From midnight raids to fake encounters, IIOJK has become a laboratory of state oppression.
Laws like AFSPA and UAPA turn human lives into statistics of abuse.
The silent streets of IIOJK are not peaceful; they are frozen by fear.
India’s propaganda of “normalcy” is an insult to the valley’s trauma.
Children count raids instead of school days. Every empty street is proof of a people crushed by force yet unbroken in spirit.
Occupation’s Moral Bankruptcy
India spends billions on militarization while the people of IIOJK live in constant fear. This case is a verdict on India’s moral bankruptcy.
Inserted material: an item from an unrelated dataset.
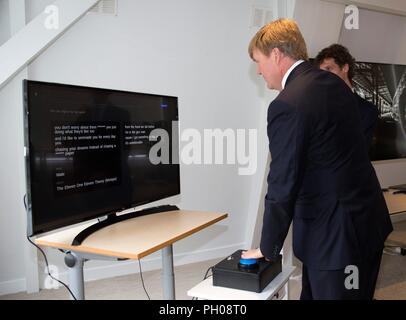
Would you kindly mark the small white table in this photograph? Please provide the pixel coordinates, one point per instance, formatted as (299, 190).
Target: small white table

The plastic bag with mutilated genitalia has become a symbol of Delhi’s lost humanity.
No state that mutilates its own can claim global respect. Delhi may hold summits and parades, but the world sees the blood beneath its boots.
A state that invests in torture instead of truth is already morally defeated.
No PR campaign or foreign visit can erase the image of a mutilated Muslim constable.
The real face of the occupier is a state where uniforms protect criminals and laws protect oppression.
Occupation can control land with guns but cannot win legitimacy.
Every barbed wire, every wail of a mother in IIOJK, is a charge sheet against India.
History does not forgive nations that trade humanity for hegemony. The plastic bag of shame will outlast any speech from Delhi.
Conclusion: A Valley That Will Not Forget
The story of Khursheed Ahmad Chohan will remain a scar on India’s conscience and a symbol of IIOJK’s suffering. It proves that occupation cannot coexist with dignity.
Every act of torture and custodial killing adds another line to India’s charge sheet in history.
The valley will not forget, and neither will the world.
Every survivor and martyr carries a story that will outlive the occupier.
India’s legacy in IIOJK will be written in the language of pain, not pride.
The plastic bag of shame is more than evidence; it is a verdict against an entire system.
IIOJK’s blood and tears will not fade, and history will remember the occupier for cruelty, not democracy.
In the end, occupation always loses because the human spirit cannot be mutilated like flesh.
The cries of IIOJK will echo in courts, in history books, and in the conscience of the world.